In the 12 months to 4 July, the Centrica [CNA.L] share price has soared 56%, making it one of the UK’s top performing stocks. This rapid growth has been prompted by the rising price of commodities, which contributed to the company’s recent record financial results. This has also enabled the group to re-enter the FTSE 100, prompting further gains.
However, the rise in commodity prices have not been good news for all UK energy suppliers. For example, Bulb, previously the country’s seventh-largest supplier, was unable to deal with the price increases, causing it to collapse before it could raise further funding to keep the business going. As a result, the group was put into special administration in November 2021. It is now being auctioned off by the government.
Centrica pulls out of Bulb auction
Centrica, which also owns British Gas, was one of the potential buyers of Bulb. However, at the end of June, it was announced that the group pulled out of the auction process, leaving just two potential bidders. According to the Financial Times, this decision was likely to be because it was unwilling to take on the Bulb’s large amount of liabilities. The Competition and Markets Authority may also have influenced the decision, because Centrica already has a very large market share in the UK.
However, some investors have been disappointed with the firm’s decision to pull out, and the Centrica share price has sunk 0.4% since the news emerged on 26 June. This may be due to a sentiment that an acquisition could have led to growth in the group’s customer base.
Excellent financial results
The recent dip in the Centrica share price is insignificant considering its rapid growth over the past 12 months, which has been helped by strong financial results in 2021.

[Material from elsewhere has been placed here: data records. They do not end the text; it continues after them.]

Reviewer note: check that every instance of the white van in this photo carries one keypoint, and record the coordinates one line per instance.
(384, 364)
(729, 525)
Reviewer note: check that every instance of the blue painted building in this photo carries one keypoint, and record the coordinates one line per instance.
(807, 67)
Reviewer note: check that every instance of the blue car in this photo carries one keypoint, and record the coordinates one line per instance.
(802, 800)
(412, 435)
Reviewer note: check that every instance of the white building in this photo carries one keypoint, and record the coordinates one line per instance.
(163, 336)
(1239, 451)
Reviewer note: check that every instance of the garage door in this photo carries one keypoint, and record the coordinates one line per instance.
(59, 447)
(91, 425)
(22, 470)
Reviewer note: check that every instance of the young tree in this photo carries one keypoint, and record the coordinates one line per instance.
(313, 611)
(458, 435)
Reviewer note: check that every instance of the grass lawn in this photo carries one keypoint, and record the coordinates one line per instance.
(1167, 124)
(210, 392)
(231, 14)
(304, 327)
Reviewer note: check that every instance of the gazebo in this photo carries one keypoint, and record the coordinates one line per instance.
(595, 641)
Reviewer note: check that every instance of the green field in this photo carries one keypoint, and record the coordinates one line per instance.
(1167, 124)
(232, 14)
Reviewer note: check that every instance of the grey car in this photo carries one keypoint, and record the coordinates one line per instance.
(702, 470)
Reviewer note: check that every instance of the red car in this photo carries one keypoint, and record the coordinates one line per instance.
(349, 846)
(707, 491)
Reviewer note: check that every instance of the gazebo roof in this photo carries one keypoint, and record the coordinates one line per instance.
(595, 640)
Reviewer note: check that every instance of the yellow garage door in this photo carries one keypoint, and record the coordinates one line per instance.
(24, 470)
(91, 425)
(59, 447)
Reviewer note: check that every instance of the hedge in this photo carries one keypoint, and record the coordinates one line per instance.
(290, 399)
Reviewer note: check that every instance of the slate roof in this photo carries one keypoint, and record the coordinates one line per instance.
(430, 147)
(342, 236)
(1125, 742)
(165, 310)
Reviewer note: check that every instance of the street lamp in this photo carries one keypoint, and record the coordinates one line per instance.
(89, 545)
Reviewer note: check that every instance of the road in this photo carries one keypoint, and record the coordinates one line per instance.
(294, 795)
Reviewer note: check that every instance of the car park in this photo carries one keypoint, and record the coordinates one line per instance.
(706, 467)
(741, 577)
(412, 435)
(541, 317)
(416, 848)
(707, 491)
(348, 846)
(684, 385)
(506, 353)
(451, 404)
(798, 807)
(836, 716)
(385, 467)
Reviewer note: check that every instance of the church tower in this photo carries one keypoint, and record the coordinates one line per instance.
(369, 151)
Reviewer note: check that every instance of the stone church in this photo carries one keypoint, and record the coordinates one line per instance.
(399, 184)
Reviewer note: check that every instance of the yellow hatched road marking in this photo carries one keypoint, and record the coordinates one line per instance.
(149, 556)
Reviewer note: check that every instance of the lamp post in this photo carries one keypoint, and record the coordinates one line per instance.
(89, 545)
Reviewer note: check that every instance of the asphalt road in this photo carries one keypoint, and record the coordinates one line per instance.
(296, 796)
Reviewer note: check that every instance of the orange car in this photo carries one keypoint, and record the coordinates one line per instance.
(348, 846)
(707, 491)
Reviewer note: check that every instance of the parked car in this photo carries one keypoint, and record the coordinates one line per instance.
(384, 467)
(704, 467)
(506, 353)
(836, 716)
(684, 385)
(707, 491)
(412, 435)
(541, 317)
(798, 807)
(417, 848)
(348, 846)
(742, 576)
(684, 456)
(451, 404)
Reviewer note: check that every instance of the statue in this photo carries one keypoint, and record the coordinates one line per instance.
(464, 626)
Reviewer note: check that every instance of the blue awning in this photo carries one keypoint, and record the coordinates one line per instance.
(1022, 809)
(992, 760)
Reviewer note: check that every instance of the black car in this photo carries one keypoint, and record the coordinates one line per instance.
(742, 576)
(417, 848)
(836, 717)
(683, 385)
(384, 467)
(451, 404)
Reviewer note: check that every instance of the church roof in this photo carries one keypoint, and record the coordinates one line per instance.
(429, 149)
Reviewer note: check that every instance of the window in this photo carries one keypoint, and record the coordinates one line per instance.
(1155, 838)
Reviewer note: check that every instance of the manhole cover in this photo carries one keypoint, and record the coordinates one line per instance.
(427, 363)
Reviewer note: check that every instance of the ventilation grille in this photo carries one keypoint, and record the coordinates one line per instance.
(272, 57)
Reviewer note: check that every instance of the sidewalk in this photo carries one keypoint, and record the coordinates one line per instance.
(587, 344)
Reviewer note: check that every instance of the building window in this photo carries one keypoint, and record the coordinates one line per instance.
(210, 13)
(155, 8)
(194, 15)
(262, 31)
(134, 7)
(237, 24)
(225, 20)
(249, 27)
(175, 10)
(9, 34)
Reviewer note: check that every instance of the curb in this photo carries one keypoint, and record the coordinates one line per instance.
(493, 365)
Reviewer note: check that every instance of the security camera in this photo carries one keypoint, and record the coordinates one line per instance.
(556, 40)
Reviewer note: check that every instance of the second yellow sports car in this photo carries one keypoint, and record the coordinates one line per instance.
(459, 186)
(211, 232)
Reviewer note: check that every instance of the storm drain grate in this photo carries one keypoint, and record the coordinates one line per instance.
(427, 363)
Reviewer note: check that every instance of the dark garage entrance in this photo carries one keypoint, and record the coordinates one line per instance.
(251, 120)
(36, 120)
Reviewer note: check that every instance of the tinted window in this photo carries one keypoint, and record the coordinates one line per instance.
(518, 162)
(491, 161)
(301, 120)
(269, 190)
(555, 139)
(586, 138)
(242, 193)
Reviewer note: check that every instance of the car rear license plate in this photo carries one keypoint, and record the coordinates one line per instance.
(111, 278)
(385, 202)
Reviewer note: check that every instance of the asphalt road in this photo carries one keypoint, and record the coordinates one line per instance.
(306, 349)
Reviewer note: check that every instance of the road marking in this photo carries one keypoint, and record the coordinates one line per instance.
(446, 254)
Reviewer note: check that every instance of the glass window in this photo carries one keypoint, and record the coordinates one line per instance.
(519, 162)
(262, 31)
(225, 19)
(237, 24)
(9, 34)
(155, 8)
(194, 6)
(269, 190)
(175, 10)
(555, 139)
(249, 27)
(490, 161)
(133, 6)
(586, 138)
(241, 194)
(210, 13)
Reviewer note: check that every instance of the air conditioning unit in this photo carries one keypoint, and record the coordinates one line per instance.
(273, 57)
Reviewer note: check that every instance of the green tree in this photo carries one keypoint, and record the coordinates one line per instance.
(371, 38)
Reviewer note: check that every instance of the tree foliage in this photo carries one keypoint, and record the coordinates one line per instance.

In the year ended 31 December, the group saw improvements in every part of the business. For example, adjusted operating profits increased 112% year-over-year to reach £948m. Total free cash flow also increased 71% year-over-year to £1.2bn. This was the result of the reduced impact of the pandemic on the company, alongside higher commodity prices in the upstream division.

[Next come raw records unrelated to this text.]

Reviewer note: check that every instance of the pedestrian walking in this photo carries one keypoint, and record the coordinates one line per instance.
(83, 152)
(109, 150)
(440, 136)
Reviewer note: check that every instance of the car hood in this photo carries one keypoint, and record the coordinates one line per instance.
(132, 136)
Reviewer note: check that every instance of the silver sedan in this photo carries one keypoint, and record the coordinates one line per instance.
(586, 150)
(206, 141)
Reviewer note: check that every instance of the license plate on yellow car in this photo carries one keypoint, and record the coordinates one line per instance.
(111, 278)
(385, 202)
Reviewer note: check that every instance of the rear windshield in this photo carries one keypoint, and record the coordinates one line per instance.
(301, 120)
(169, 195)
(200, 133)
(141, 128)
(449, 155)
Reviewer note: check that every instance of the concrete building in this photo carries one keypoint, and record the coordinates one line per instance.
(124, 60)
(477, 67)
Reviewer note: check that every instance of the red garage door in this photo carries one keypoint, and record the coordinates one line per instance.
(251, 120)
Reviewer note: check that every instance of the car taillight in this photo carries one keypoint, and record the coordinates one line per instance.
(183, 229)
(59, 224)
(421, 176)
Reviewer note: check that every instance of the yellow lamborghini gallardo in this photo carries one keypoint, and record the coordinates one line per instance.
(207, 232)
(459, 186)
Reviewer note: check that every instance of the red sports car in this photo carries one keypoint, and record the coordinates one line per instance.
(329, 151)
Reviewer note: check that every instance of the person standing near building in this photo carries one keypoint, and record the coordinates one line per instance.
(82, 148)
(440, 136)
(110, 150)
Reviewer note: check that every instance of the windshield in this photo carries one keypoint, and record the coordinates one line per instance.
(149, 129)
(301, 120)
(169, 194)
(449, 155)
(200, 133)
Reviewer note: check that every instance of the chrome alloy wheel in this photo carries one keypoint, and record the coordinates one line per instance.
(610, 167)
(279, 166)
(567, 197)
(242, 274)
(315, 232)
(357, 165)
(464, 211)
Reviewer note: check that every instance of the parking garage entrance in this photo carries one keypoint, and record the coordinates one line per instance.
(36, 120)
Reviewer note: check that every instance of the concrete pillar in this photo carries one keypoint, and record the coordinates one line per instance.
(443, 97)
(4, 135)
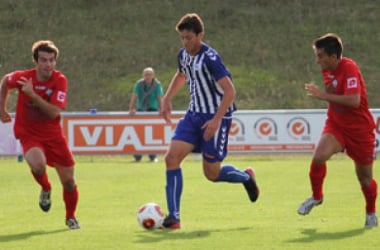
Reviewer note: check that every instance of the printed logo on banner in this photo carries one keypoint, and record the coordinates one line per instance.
(237, 131)
(298, 128)
(266, 128)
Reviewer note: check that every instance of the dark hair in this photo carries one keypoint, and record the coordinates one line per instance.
(46, 46)
(330, 43)
(190, 22)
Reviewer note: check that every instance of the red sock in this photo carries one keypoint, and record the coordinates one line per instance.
(42, 180)
(370, 194)
(317, 175)
(71, 201)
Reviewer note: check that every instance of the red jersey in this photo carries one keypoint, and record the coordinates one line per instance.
(347, 79)
(30, 120)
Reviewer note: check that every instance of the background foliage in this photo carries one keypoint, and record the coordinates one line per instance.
(265, 43)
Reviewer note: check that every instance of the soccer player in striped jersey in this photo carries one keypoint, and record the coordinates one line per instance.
(349, 127)
(41, 98)
(206, 124)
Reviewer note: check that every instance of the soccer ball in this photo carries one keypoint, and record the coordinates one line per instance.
(150, 216)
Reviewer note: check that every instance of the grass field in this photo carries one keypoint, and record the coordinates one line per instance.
(214, 216)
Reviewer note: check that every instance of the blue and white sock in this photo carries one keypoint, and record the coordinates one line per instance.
(174, 183)
(229, 173)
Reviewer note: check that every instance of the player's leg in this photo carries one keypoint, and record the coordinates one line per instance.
(70, 194)
(177, 151)
(369, 189)
(36, 160)
(60, 157)
(361, 148)
(214, 151)
(327, 146)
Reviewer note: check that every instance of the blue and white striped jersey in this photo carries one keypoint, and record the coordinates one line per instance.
(202, 73)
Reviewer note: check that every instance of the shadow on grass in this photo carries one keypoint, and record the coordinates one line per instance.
(160, 235)
(312, 235)
(26, 235)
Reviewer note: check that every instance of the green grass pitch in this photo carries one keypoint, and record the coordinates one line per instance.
(214, 215)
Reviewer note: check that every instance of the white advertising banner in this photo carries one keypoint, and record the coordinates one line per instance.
(259, 131)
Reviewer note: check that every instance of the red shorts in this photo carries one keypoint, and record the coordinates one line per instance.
(358, 144)
(56, 150)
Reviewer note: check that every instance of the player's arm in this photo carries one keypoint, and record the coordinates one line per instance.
(132, 104)
(175, 85)
(4, 115)
(27, 87)
(212, 125)
(350, 100)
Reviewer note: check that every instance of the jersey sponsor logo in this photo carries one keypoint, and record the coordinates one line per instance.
(266, 128)
(298, 128)
(10, 77)
(40, 87)
(352, 82)
(211, 54)
(61, 96)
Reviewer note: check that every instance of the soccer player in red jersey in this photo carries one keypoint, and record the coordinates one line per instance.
(41, 97)
(349, 125)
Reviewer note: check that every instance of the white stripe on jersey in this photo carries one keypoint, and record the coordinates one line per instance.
(201, 72)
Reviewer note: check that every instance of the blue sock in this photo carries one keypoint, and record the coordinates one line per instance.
(173, 191)
(229, 173)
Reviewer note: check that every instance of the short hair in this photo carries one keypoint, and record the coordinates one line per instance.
(190, 22)
(331, 43)
(148, 69)
(46, 46)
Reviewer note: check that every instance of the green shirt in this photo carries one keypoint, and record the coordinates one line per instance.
(147, 95)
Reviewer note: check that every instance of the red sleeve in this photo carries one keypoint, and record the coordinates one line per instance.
(11, 79)
(351, 79)
(58, 96)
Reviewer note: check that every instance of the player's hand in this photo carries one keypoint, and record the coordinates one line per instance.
(27, 86)
(132, 112)
(5, 116)
(166, 109)
(314, 91)
(210, 127)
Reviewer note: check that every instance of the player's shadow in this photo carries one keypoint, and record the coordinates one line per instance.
(311, 235)
(160, 235)
(26, 235)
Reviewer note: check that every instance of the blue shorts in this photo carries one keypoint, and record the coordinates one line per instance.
(189, 129)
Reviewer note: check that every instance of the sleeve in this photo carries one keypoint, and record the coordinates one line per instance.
(215, 65)
(180, 58)
(160, 91)
(136, 88)
(352, 79)
(58, 96)
(11, 79)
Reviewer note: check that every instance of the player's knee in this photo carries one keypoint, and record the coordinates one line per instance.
(211, 176)
(69, 185)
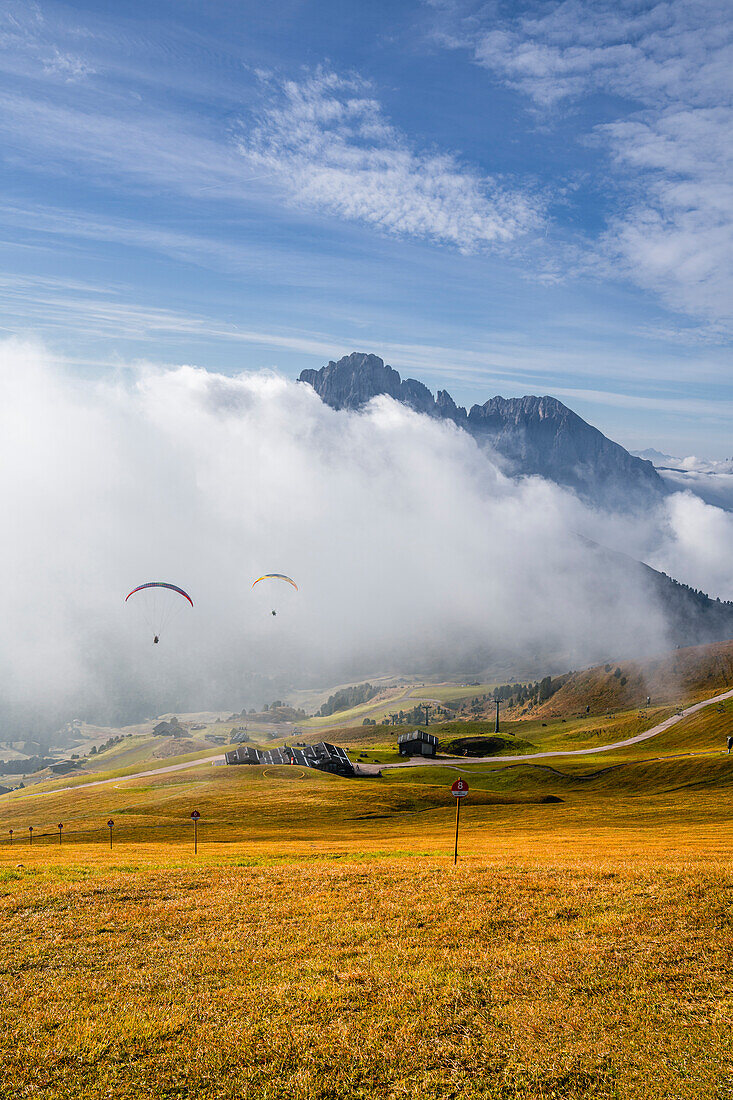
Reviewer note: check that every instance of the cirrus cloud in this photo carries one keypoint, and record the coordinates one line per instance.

These results have also enabled the group to strengthen its balance sheet. Its net cash stood at £680m, compared with net debt of nearly £3bn last year. This should leave the company extremely capable of dealing with the current energy crisis. Centrica is also likely to reinstate its dividend soon, although the payout is expected to be small.

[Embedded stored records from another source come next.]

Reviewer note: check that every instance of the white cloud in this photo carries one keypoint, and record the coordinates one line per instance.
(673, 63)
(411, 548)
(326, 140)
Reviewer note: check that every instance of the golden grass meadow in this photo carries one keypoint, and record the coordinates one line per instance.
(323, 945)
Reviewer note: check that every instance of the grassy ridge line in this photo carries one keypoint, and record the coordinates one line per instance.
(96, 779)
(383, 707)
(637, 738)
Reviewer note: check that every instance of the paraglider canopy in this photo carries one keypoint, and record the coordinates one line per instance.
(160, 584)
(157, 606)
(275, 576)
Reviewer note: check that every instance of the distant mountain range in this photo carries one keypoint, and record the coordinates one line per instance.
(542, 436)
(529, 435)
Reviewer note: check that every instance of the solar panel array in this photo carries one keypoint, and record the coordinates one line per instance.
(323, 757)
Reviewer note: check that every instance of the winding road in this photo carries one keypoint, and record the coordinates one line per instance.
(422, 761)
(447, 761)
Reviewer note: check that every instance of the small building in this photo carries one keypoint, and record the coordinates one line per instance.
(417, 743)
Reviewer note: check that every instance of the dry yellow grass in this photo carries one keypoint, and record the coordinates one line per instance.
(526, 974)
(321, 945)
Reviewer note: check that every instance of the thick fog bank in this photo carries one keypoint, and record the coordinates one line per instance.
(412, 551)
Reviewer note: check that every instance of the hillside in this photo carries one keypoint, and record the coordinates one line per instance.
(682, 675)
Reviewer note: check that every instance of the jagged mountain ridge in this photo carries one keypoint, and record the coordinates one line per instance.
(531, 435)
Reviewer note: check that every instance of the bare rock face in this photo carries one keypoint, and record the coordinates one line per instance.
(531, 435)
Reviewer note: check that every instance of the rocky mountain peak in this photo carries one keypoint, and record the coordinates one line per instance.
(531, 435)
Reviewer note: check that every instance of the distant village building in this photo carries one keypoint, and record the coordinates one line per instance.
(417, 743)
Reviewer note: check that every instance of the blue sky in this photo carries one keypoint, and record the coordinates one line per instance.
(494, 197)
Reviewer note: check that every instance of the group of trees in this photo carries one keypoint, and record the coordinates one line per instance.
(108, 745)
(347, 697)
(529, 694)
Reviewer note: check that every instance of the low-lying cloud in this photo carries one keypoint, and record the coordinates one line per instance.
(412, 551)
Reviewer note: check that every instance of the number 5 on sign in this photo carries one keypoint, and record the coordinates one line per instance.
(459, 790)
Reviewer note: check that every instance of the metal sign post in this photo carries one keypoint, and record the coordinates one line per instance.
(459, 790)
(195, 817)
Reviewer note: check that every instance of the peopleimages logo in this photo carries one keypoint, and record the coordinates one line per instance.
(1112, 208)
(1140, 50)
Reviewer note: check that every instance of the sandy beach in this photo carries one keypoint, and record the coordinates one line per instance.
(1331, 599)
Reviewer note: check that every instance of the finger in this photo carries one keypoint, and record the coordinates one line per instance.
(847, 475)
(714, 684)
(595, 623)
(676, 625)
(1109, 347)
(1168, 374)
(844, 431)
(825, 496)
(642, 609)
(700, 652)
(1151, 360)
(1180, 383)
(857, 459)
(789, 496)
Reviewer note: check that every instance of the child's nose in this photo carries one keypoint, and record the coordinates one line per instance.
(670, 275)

In part due to these excellent financial results, the Centrica share price has risen 14.5% since the start of the year. This is far larger than the FTSE 100, which has dipped 2% in the same period.
What’s next for the Centrica share price?
In the company’s trading update at the start of May, Centrica announced that it expected adjusted 2022 earnings per share to “be around the top of the range of more recent analyst expectations”. Earnings per share expectations among analysts range from 6.7p to 10.8p. Therefore, as earnings per share totalled 4.1p in 2021, Centrica is growing its profits quickly.
Analysts are also confident about the prospects for the Centrica share price, with JP Morgan, Royal Bank of Canada and Morgan Stanley giving the company ‘outperform’ or ‘overweight’ ratings in recent months. Citigroup also gave a ‘buy’ rating to Centrica shares after it was re-admitted into the FTSE 100 in May. According to MarketScreener, the group has three ‘buy’ ratings, eight ‘outperform’ ratings, five ‘hold’ ratings and one ‘sell’ rating. The average price target for the shares is 100.4p, implying an upside of 22.7% on its 4 July closing price.
Disclaimer Past performance is not a reliable indicator of future results.